A heat pipe (HP) is a passive heat transfer device able to transmit heat a few meters or several hundred meters away from the heat source without use of external energy. This paper presents a critical review of the HP technologies. It is found that the heat transfer performance of a HP is highly dependent upon its geometrical and operational conditions, whilst the existing computerized analytical and numerical models for the HP require a huge number of parametrical data inputs, and therefore is extremely time-consuming and impractical. Furthermore, the measurement results of the HPs vary time by time and show certain disagreement with the simulation prediction, giving a high uncertainty in characterisation of the HP. Development of a machine learning algorithm and associated models based on the structured HP database is a solution to tackle these challenges, which is able to provide the dimensionless and multiple-factors-considering solution for HP structural optimization and performance prediction.

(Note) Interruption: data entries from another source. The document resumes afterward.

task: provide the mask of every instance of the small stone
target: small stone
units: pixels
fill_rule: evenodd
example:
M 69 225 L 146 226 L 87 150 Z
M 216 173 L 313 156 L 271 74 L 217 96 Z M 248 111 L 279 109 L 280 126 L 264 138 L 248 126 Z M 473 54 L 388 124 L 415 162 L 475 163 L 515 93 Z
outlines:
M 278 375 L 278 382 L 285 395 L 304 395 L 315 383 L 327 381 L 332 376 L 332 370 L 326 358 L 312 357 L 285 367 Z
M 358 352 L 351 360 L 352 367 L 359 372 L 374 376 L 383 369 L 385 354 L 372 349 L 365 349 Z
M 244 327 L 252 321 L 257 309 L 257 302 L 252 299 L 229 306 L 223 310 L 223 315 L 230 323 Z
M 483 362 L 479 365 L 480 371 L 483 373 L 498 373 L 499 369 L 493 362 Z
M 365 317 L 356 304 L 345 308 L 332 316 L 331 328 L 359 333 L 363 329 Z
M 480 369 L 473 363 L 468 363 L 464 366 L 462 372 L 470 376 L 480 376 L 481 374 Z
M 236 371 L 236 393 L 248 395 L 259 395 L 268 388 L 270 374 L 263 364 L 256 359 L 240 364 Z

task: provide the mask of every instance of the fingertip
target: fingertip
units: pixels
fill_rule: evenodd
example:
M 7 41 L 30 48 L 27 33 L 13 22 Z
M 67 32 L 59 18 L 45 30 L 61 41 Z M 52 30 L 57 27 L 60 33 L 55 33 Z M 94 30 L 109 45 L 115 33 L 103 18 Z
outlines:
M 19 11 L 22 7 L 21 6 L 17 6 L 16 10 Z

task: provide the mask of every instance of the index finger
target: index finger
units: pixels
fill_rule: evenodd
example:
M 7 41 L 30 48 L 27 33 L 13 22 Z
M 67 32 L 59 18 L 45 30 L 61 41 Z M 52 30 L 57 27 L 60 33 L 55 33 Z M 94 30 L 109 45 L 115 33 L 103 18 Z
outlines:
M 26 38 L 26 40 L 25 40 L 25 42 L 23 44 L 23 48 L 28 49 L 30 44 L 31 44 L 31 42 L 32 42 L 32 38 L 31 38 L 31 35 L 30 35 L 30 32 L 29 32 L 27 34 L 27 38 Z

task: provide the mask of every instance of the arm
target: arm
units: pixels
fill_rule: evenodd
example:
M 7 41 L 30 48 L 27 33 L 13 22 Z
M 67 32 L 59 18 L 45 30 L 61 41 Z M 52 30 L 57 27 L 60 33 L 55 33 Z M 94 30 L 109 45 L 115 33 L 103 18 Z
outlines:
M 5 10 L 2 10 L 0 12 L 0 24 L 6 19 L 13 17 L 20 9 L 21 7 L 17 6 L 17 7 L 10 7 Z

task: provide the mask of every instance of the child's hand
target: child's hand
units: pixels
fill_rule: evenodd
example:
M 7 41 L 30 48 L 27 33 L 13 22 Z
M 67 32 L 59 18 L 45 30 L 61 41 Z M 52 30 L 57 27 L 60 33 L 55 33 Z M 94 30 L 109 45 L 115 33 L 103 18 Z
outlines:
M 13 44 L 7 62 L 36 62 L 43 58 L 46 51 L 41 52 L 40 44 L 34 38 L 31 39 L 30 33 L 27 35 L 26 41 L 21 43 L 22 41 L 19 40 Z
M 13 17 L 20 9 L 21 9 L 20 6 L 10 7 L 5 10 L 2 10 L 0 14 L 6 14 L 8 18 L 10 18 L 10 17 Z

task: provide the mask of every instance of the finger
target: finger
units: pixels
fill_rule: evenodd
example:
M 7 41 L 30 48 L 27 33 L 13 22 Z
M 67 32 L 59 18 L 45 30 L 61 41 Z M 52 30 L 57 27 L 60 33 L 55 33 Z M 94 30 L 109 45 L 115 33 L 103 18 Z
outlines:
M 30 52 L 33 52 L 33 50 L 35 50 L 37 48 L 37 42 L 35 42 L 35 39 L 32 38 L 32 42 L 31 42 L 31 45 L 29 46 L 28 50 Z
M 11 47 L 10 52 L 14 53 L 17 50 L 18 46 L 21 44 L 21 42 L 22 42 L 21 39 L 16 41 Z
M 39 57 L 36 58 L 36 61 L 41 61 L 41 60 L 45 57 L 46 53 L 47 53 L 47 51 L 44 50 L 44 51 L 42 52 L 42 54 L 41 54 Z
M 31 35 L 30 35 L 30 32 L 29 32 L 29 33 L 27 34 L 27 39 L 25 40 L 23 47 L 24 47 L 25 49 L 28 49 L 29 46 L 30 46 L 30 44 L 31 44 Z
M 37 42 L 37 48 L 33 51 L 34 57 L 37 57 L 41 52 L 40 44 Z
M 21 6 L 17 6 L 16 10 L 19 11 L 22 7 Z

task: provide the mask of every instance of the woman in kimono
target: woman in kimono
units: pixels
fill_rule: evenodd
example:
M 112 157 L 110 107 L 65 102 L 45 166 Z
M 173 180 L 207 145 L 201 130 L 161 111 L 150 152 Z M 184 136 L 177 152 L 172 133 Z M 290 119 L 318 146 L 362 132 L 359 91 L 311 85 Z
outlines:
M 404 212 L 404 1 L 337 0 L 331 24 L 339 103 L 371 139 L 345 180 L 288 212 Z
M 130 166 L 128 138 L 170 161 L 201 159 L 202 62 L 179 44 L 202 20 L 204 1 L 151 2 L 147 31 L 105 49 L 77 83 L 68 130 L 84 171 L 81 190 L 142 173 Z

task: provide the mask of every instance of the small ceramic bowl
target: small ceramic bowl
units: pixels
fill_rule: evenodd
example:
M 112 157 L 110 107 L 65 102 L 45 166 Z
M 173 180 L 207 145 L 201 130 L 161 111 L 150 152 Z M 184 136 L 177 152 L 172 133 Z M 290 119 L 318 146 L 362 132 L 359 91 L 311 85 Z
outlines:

A review on big-date/machine-learning technology for HP application was undertaken, indicating that a database covering the HP parametrical data, operational variables and associated performance results has not yet been established. Challenges for the HP structural optimization and performance prediction using the big-data-trained machine learning technology lie in: (1) complex and unregulated HP data; (2) unidentified analytic algorithm for HP structural optimization; and (3) unidentified data-driven algorithm for HP performance prediction. This review-based study provides the potential future research directions for development of the big-data-trained machine learning technology for HP structural optimization and performance prediction.

Suggested Citation

  • Wang, Zhangyuan & Zhao, Xudong & Han, Zhonghe & Luo, Liang & Xiang, Jinwei & Zheng, Senglin & Liu, Guangming & Yu, Min & Cui, Yu & Shittu, Samson & Hu, Menglong, 2021. "Advanced big-data/machine-learning techniques for optimization and performance enhancement of the heat pipe technology – A review and prospective study," Applied Energy, Elsevier, vol. 294(C).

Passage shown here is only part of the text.